Thursday, 7 October 2010

ssh-copy-id

I normally have my ~/.ssh/config so that it only uses my key or gssapi to login to other sites, however this poses a problem when reinstalling a server and don't yet have my key on it

ssh -F /dev/null root@hostname
works, but this wasn't working with ssh-copy-id.

Turns out that the ssh-copy-id script is braindead and only expects one or two (with the 1st beginning with -i) arguments.

lo and behold, some single quotes did the trick:

aelwell@pcitgtelwell:~$ ssh-copy-id '-F /dev/null root@concerto'
Are you sure you want to continue connecting (yes/no)? yes
root@concerto's password:
Now try logging into the machine, with "ssh '-F /dev/null root@concerto'", and check in: ....


tada!

Wednesday, 6 October 2010

upgrade fail


No I'm not hiring an expensive car, but I certianly won't be using carhire3000 if I do...

Monday, 13 September 2010

Dear McDondalds,.... [RANT]


Dear McDonalds. If I wanted to wait over 15 minutes (from placing order to collection) for a simple meal (burger, drink and fries) I'd have gone to a REAL restaurant. Note, advertising your franchises as 'McDonalds Resturants' does not IMHO make it a real resturant. Oh, and teach your staff that >900 seconds on your timeclock is indeed 15 mins, so when I complain, point to said display (twas one of those place order and collect screens) and complain its been over 15 mins "No it isn't" is the Wrong Response. (see LART for possible reeducation tool)

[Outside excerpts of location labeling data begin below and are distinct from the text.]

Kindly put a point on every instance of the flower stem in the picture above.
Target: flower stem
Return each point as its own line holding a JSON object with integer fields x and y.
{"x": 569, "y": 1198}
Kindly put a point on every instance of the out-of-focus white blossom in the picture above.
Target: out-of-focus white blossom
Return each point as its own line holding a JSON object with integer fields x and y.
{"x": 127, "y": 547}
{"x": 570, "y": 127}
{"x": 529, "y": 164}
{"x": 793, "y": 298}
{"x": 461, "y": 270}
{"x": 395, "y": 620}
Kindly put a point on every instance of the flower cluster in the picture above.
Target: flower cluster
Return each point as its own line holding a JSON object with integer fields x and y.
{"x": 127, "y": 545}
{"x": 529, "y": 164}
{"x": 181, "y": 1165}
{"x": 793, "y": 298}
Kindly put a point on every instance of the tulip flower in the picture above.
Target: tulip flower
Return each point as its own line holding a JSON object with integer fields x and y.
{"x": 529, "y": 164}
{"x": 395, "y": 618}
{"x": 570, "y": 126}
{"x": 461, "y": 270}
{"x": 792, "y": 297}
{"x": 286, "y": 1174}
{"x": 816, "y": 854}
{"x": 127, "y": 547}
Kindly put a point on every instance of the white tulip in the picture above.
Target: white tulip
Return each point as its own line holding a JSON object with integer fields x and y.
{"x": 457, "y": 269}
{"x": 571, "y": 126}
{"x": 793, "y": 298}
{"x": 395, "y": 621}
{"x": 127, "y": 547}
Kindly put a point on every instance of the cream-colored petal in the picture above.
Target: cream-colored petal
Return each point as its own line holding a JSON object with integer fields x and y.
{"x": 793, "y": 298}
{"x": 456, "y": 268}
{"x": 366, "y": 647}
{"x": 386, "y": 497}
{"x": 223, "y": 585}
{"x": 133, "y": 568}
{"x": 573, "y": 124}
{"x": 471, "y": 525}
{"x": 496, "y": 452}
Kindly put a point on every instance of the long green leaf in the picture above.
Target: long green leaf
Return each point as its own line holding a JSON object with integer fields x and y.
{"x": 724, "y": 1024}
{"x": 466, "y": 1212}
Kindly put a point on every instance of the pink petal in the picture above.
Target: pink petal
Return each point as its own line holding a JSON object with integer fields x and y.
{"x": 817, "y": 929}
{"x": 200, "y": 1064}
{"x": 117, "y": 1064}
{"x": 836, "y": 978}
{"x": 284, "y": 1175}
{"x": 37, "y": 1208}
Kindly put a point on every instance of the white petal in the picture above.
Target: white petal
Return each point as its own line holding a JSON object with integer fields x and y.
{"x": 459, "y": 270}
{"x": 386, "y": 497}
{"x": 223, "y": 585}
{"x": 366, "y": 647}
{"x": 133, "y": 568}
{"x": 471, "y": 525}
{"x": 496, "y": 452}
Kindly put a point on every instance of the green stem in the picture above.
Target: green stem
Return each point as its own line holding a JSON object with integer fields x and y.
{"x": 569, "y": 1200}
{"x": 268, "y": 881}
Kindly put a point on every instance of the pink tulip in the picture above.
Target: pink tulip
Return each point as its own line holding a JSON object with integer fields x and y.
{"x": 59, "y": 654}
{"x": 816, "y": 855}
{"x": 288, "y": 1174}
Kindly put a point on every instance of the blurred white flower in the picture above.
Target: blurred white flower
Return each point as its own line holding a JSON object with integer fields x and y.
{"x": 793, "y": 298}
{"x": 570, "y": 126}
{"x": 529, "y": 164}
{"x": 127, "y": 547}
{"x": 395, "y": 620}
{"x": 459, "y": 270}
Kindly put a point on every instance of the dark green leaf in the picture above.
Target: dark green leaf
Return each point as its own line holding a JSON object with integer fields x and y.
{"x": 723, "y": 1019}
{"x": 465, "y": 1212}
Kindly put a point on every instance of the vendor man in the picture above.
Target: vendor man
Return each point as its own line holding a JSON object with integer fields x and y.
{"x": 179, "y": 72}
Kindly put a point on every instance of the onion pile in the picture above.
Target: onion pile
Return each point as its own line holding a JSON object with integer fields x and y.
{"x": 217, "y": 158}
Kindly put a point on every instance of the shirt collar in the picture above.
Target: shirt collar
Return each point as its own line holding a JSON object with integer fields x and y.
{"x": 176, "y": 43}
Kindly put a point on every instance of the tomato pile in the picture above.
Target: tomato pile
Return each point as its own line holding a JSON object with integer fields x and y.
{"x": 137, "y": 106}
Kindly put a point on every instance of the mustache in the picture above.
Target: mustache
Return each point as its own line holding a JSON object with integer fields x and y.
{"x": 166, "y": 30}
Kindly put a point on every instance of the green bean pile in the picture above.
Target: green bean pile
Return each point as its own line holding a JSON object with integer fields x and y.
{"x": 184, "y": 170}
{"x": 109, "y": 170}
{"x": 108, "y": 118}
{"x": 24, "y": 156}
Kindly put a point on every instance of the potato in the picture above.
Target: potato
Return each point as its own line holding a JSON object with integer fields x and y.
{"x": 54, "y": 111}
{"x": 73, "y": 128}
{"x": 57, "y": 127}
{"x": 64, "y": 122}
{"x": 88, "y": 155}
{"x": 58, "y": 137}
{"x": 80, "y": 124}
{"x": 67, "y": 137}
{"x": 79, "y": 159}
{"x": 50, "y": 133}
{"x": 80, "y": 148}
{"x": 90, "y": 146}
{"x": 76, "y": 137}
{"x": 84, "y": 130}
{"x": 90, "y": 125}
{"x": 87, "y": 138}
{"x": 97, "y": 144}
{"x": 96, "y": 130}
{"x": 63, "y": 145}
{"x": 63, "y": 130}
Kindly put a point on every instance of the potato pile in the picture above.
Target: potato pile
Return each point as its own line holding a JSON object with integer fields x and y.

Oh, and tell one of your other stores about NTP. Setting a computer clock is not difficult. Apparently I ordered at 12:39:40 in that store, but they managed to authorize a bank transaction at 12:32:16 (6 minutes before ordered. Impressive. Telepathic payments. Still, at least I got served at 12:33:20. again, before I'd ordered...

VoIP en France

We've moved to France, with all the normal hassle over paperwork, etc. Done the signups for utilities, then had to choose a phone company.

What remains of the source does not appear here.